It's not Perl, but you can find open files using the utilities

Handle - from Sysinternals.com
Or 
Oh - from the Windows resource kits
 

-----Original Message-----
From: Dave Roth [mailto:[EMAIL PROTECTED] 
Sent: Thursday, February 05, 2004 12:34 AM
To: Thomas Berk; Perl-Win32-Admin-Request (E-mail)
Subject: RE: Closing open file sessions on a server

Both of the attached scripts are from my second book, "Win32 Perl
Programming: Administrators Handbook"
(http://www.roth.net/books/handbook/).
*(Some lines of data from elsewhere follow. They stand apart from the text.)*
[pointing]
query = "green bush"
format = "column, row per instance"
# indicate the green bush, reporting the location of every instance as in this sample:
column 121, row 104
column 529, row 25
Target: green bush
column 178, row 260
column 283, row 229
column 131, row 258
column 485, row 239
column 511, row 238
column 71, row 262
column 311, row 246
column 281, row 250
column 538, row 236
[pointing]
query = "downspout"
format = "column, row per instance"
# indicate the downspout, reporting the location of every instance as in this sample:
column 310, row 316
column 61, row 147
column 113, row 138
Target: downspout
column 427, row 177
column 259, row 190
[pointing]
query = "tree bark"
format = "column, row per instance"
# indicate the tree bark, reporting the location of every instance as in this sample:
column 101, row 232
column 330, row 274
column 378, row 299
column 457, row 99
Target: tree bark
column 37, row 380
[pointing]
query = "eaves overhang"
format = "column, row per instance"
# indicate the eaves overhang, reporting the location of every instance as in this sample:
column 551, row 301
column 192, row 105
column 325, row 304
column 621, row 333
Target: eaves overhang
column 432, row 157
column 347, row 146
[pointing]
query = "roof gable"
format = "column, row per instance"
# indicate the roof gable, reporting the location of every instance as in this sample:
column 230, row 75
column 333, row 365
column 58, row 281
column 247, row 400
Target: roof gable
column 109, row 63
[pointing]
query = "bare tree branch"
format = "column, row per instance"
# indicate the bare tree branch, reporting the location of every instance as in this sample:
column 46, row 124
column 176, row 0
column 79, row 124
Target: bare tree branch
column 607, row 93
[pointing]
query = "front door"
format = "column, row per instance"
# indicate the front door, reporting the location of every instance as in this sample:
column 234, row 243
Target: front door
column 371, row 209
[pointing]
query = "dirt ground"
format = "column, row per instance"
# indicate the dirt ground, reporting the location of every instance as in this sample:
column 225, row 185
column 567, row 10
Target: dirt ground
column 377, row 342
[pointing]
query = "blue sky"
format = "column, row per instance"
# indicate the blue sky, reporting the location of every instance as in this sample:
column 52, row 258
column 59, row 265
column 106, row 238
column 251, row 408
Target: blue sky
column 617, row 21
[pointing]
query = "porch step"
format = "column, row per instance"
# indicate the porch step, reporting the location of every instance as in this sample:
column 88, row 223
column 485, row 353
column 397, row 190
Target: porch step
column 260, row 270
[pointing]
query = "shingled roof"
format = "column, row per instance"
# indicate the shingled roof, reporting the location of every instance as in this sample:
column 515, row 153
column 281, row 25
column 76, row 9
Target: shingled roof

The first one, openfiles.pl, will
display all files that have been opened *remotely*. Unfortunately there
is no easy way to discover all open file handles locally (nor would you
want to since there would literally be hundreds).
The other script (closefile.pl) will force closed a given file that has
been opened remotely.
For both files, pass in "-h" for help.

dave

-----Original Message-----
From: [EMAIL PROTECTED]
[mailto:[EMAIL PROTECTED] On Behalf Of
Thomas Berk
Sent: Wednesday, February 04, 2004 10:29 AM
To: 'Perl-Win32-Admin-Request (E-mail)'
Subject: Closing open file sessions on a server

Does anybody have an example of how to identify and close open file
locks.
I have an application that's locking a db file on a Windows 2000 server.
Users are inadvertently leaving themselves logged in over night
preventing the file from being backed up.

I realize that there are risks in clearing these sessions from the
server side, but I think the risk of missed backups at least warrants
some testing (on something other than the live application db).

I've thought of using "net file" and parsing the output to produce "net
file" commands to close the sessions.  Does anybody have a better idea?